Cordilleran Section - 97th Annual Meeting, and Pacific Section, American Association of Petroleum Geologists (April 9-11, 2001)

Paper No. 0
Presentation Time: 10:50 AM

MECHANISMS OF MAGMA ASCENT: IMPLICATIONS OF SHEET TIPS IN THE ENTIAT PLUTON, CASCADES CRYSTALLINE CORE, WASHINGTON


PAYNE, Simon J., Dept. of Geology, San Jose State Univ, San Jose, CA 95192, spayne@geosun.sjsu.edu

Examining the propagation margins or tips of sheeted intrusions is a test of ascent mechanisms that predicts extensive fracturing, faulting, and limited crystal-plasticity at a dike tip and a ductile aureole at a diapir tip. The mid-crustal 73 Ma Entiat pluton is an example of an extensively sheeted pluton emplaced during active contraction. The sheets are parallel to the Cascades arc and normal to the direction of regional shortening, an orientation oblique to that predicted for dikes intruded during arc-normal shortening. The Chipmunk Creek tip is a well exposed finger of tonalite of the Entiat pluton intruded into amphibolite-facies meta-plutonic rocks. The tonalite has a strong magmatic foliation and a weak gently plunging lineation. The foliation is folded in concordance with folds within the host rock along an axis trending 320° and plunging 12°. The tip lies within the hinge of a host rock fold where the sheet margins are roughly parallel to the axial plane. Numerous sheets of Entiat separated by screens of orthogneiss mark the tip contact. Fractures and small faults are not more abundant and do not show a consistent pattern in front of the tip.The Mad River tip is a well-exposed internal contact marked by granite intruded into tonalite. This tip has a much wider radius of curvature and lower length-to-width ratio than the Chipmunk Creek tip. Both the granite and the host tonalite have a strong magmatic foliation and a moderately plunging lineation. The magmatic fabric is not deflected across the sharp contacts suggesting it records regional strains.

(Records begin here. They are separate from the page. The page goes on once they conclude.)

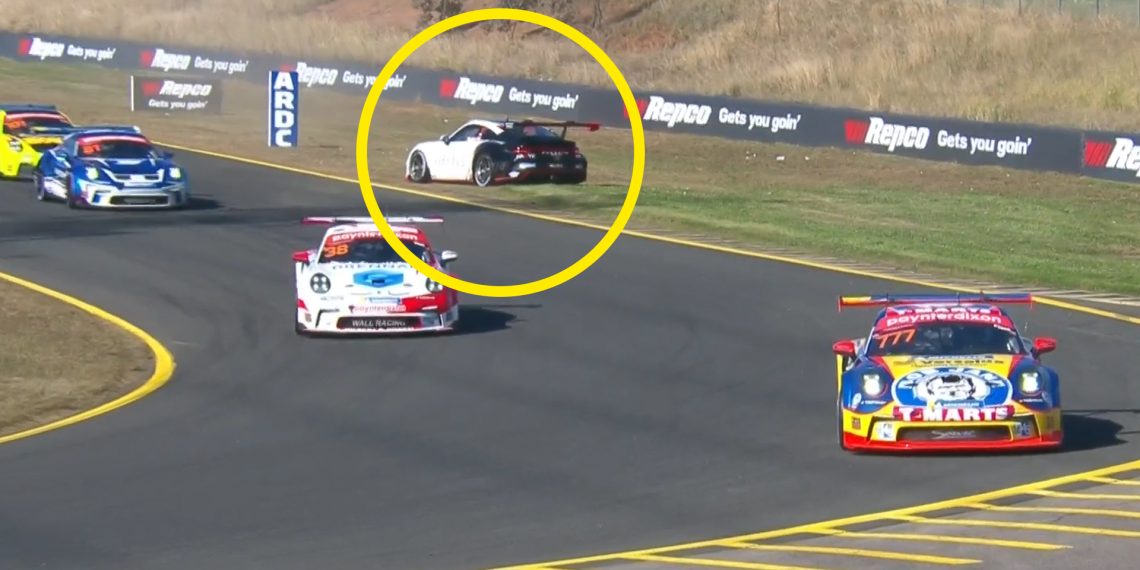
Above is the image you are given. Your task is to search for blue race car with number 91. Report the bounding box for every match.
[33,126,189,209]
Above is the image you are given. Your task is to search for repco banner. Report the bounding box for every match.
[129,75,222,113]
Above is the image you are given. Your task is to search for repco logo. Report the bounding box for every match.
[642,96,712,128]
[441,77,505,105]
[18,37,65,60]
[159,80,213,99]
[141,48,192,71]
[845,116,930,152]
[1084,137,1140,177]
[296,62,338,87]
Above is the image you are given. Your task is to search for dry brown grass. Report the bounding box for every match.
[4,0,1140,129]
[0,278,153,438]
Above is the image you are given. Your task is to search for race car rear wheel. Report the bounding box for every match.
[408,151,431,183]
[472,152,494,187]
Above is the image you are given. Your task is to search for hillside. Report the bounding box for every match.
[4,0,1140,130]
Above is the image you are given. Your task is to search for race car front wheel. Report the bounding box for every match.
[408,151,431,183]
[64,176,83,209]
[33,172,50,202]
[837,398,851,451]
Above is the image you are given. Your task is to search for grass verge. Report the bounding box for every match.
[2,57,1138,296]
[0,278,153,438]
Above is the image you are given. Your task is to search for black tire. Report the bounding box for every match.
[408,151,431,183]
[33,172,50,202]
[64,176,81,209]
[837,397,851,451]
[472,151,495,188]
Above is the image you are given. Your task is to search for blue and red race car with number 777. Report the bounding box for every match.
[832,292,1063,453]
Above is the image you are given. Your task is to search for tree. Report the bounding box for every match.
[413,0,465,28]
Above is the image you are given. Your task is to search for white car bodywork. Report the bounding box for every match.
[404,119,506,184]
[293,216,460,336]
[404,119,592,187]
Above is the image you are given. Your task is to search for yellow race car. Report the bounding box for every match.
[0,104,74,180]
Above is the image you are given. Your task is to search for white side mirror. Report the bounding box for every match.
[440,250,458,264]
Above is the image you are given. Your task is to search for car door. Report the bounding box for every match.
[433,124,485,180]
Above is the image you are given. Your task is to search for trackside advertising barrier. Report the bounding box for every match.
[0,30,1133,185]
[129,75,222,113]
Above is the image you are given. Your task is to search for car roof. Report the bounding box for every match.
[460,119,509,133]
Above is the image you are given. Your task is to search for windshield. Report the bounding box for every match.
[77,137,156,159]
[4,114,70,134]
[866,323,1025,356]
[320,237,432,264]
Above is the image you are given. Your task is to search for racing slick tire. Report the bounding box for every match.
[64,176,83,209]
[472,151,495,188]
[33,171,52,202]
[408,151,431,183]
[837,398,851,451]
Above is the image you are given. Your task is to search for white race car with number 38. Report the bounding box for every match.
[292,215,460,336]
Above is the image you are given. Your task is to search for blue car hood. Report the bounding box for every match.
[81,157,171,175]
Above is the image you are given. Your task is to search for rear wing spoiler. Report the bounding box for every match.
[19,124,144,138]
[0,103,57,112]
[302,216,444,226]
[67,124,144,134]
[503,119,600,139]
[838,292,1034,311]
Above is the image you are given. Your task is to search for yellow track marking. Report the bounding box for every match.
[719,541,978,564]
[806,528,1067,550]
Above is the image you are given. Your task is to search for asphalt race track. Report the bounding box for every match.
[0,150,1138,570]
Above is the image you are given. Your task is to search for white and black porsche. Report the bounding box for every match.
[404,119,597,187]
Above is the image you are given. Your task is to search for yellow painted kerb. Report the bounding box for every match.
[0,270,175,446]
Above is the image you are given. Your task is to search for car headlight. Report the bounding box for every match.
[169,167,182,179]
[7,139,22,152]
[85,166,101,179]
[1019,370,1042,395]
[310,273,331,294]
[425,277,443,292]
[861,373,886,397]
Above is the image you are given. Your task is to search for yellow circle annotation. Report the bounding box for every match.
[355,7,646,298]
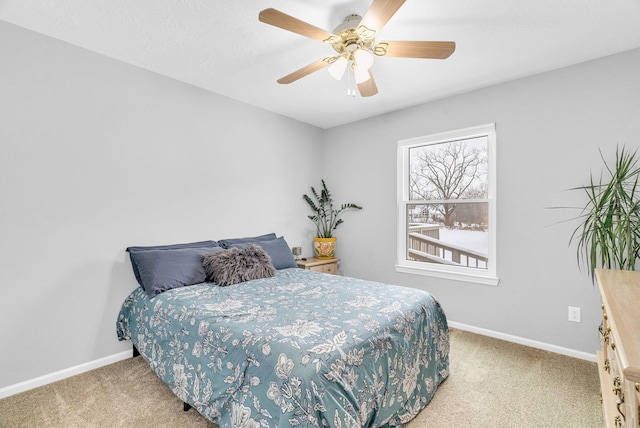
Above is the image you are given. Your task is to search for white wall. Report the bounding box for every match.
[0,21,323,390]
[323,47,640,355]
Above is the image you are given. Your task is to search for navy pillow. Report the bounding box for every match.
[227,237,297,270]
[130,246,224,299]
[127,241,218,286]
[218,233,277,249]
[126,240,218,253]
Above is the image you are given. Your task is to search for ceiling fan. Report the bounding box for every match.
[258,0,456,97]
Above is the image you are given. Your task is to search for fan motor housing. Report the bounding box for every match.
[330,14,374,58]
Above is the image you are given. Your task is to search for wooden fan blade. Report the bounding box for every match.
[277,57,333,84]
[259,8,336,43]
[376,41,456,59]
[357,0,406,37]
[358,71,378,97]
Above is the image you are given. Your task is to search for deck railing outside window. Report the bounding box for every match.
[407,223,488,269]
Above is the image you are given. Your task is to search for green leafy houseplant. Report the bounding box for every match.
[303,179,362,238]
[570,146,640,279]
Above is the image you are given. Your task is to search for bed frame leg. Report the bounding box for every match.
[131,343,190,412]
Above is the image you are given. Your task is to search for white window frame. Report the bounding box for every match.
[396,123,498,286]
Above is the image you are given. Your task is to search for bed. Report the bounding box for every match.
[116,236,449,427]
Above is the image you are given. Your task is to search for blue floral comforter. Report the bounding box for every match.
[116,268,449,427]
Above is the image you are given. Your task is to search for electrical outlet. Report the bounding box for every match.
[568,306,581,323]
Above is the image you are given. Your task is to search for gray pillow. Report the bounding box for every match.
[217,233,277,249]
[255,237,298,269]
[131,246,223,298]
[126,241,219,287]
[225,236,297,269]
[202,245,276,287]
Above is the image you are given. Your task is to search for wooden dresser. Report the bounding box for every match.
[596,269,640,428]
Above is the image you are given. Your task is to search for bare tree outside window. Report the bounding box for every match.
[406,136,489,269]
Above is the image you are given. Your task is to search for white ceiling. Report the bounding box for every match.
[2,0,640,129]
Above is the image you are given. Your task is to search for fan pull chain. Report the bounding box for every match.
[346,64,356,97]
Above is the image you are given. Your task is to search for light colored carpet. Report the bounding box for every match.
[0,329,602,427]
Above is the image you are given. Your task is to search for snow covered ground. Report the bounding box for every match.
[438,228,488,254]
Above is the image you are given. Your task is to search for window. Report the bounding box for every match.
[396,124,498,285]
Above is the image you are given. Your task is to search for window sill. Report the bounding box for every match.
[394,264,499,286]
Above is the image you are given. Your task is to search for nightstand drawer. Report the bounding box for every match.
[296,258,340,275]
[309,263,337,274]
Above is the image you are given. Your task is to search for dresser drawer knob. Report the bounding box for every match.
[614,416,622,428]
[613,376,622,397]
[599,325,612,344]
[614,415,623,427]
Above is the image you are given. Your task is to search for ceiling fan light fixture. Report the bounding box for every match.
[259,1,456,97]
[353,64,371,84]
[354,48,374,69]
[328,56,348,80]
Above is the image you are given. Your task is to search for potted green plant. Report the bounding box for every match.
[303,179,362,259]
[570,146,640,280]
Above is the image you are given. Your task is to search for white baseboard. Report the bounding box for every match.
[0,324,597,400]
[0,350,132,400]
[448,321,597,362]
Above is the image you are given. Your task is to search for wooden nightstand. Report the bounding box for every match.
[296,258,340,275]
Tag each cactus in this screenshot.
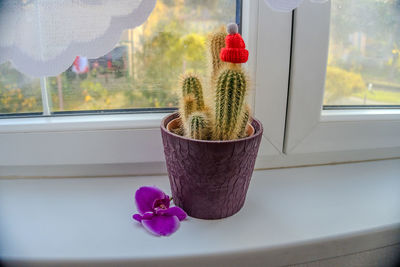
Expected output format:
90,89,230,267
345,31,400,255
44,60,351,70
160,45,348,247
174,23,252,141
179,74,208,137
187,112,209,140
181,74,204,111
236,105,251,139
208,28,227,84
214,68,247,140
181,95,195,120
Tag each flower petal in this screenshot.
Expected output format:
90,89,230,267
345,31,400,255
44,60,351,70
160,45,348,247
156,207,187,221
135,186,165,214
142,211,155,220
142,215,180,236
132,214,143,222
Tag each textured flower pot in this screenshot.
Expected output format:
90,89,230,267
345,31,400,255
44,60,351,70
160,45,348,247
160,112,263,219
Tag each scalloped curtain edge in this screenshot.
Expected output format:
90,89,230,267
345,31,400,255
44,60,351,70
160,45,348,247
0,0,156,77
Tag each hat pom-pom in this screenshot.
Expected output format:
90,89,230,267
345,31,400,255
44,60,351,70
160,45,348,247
227,23,238,35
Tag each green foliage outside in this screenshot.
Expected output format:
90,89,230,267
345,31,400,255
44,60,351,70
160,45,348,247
0,63,42,113
324,66,366,104
0,84,40,113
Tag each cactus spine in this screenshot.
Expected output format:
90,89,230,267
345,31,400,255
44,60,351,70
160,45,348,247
214,68,247,140
188,112,209,140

This fabric is overprinted by widespread low-temperature solid-state deformation defined by chloritization, kinking, and micro-fracturing that is too low temperature to be induced by an ascending hot dike or diapir. The distribution of fractures and faults does not reflect dike propagation. Although the two tips show significant differences, the concordance of a magmatic fabric across contacts and lack of a damage zone in front of the tips suggests that diking is probably not an important means of ascent for these sheets.